A recent study from New Frontier Data suggests that adults in legal states might be shifting from alcohol to cannabis with 65 percent of survey respondents saying they prefer cannabis to alcohol if given a choice. Another 45 percent indicated they would likely replace some of their drinking with cannabis in the future, while 47 percent said their drinking habits had not changed.
Slightly less than a third (31 percent) said they drink less than they used to with 23 percent saying they drink more.
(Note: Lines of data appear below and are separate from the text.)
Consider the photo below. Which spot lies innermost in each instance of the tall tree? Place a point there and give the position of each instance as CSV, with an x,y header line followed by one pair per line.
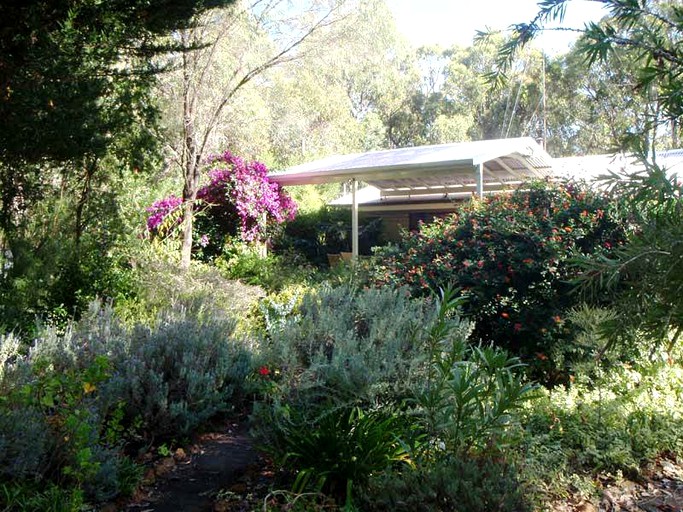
x,y
644,33
648,34
75,104
237,46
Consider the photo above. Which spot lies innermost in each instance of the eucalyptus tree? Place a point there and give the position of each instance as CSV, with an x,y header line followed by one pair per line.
x,y
237,46
75,111
644,36
644,277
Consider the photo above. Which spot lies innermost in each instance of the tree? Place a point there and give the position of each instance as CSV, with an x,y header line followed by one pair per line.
x,y
648,34
76,113
238,45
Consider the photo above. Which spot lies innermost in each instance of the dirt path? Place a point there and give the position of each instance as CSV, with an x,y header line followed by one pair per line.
x,y
189,482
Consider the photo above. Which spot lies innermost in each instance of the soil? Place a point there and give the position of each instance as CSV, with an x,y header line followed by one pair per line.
x,y
223,472
192,479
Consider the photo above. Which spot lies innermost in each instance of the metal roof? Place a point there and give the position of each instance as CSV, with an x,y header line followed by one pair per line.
x,y
438,169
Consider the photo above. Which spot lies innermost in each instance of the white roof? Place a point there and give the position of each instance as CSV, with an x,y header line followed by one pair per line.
x,y
592,167
438,169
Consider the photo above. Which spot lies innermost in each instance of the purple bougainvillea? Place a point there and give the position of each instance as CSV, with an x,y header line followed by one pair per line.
x,y
160,210
239,200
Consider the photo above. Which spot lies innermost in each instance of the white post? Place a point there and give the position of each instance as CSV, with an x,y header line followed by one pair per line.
x,y
354,220
480,180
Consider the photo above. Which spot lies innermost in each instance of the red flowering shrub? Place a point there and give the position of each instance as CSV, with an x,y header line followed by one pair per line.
x,y
512,257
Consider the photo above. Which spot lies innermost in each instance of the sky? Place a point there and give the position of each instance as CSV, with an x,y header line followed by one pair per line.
x,y
448,22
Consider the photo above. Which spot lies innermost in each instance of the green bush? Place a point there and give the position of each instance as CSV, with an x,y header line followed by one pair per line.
x,y
470,393
74,402
611,424
358,344
512,257
173,377
316,234
341,449
448,485
358,380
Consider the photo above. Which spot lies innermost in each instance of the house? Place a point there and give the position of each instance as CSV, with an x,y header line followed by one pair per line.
x,y
417,183
409,185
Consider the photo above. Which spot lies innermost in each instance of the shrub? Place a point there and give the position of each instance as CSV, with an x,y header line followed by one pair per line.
x,y
469,394
611,424
448,485
175,376
358,380
512,257
359,344
74,401
340,450
238,201
314,235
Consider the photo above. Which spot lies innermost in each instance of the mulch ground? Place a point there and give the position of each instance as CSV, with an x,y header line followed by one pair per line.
x,y
223,472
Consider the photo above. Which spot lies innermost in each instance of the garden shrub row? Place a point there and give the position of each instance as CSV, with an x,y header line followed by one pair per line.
x,y
512,256
76,405
383,401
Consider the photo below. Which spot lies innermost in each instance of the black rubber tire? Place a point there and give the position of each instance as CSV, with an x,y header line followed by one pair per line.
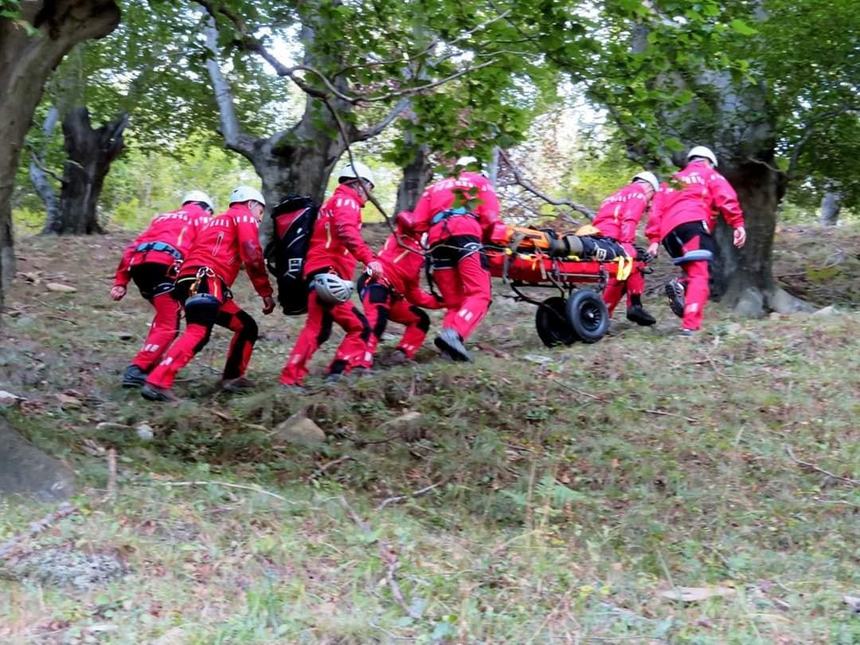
x,y
551,323
587,315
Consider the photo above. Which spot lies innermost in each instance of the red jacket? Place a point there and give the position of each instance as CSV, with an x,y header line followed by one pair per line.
x,y
620,213
470,190
177,229
225,243
403,270
336,242
700,194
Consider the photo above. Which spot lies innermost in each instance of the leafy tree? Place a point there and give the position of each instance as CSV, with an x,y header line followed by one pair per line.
x,y
724,74
139,74
34,37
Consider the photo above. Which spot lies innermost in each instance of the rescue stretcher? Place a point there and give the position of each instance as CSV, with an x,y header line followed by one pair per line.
x,y
534,258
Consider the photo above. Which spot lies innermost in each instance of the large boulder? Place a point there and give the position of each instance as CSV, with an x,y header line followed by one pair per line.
x,y
26,470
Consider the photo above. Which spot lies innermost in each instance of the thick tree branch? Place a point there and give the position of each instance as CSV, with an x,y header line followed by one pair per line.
x,y
373,130
295,73
530,187
234,137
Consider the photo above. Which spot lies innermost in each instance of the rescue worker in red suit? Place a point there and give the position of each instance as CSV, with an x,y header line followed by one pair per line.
x,y
152,261
618,219
460,213
223,245
336,247
683,219
399,296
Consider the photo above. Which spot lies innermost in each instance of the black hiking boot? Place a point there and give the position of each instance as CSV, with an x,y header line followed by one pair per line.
x,y
675,293
161,394
451,344
133,377
637,314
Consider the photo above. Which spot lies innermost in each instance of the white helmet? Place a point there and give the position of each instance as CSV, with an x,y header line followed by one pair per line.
x,y
331,288
702,151
199,196
355,170
246,194
648,177
468,160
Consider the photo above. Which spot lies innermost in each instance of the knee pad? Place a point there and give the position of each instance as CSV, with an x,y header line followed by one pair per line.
x,y
250,330
202,308
694,256
423,319
381,321
378,293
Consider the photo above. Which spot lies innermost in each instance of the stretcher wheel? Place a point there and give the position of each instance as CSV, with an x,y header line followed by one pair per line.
x,y
551,322
588,315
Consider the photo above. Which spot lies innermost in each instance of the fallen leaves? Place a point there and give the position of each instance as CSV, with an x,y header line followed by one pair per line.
x,y
59,287
697,594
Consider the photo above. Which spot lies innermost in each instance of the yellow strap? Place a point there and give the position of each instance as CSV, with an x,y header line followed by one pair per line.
x,y
625,267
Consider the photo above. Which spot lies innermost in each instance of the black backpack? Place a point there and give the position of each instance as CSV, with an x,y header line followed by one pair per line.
x,y
294,220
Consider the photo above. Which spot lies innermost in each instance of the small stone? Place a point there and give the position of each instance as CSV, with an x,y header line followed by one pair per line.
x,y
60,288
408,425
829,310
298,429
8,399
110,425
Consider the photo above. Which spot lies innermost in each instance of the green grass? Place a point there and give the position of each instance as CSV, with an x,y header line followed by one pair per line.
x,y
570,494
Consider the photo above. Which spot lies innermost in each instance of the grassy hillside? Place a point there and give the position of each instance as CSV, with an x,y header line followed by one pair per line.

New Frontier Data CEO Giadha Aguirre de Carcer said it’s too soon to know “whether such a shift is indicative of potential sustained behavior over time or a short-term spur in consumption.”
“Young adults approaching legal drinking age represent new potential consumers for alcohol brands, but New Frontier Data’s research reveals a noticeable shift in younger generations’ preference of cannabis over alcohol.” – Aguirre de Carcer, in a statement
Last year, MarketWatch reported binge drinking rates among college students had fallen from 4.3 percent in 2016 to 2.2 percent – down from 6.5 percent in 1980 – and that the majority of the 55 million cannabis users in the U.S. were millennials.
Additionally, at least one preliminary study by Scripps Research Institute found that CBD could help reduce the risk of relapse by alcoholics and there are countless anecdotal reports of people using cannabis as an exit drug for opioids – so much so that several states have added opioid dependency to their qualifying conditions list.
Frontier Data Chief Knowledge Officer John Kagia said that 72 percent of Americans under 35 now support cannabis legalization, adding “the growing acceptance and legalization of cannabis is a durable generational trend that the state’s famed wine and beer industries should be paying very close attention to.”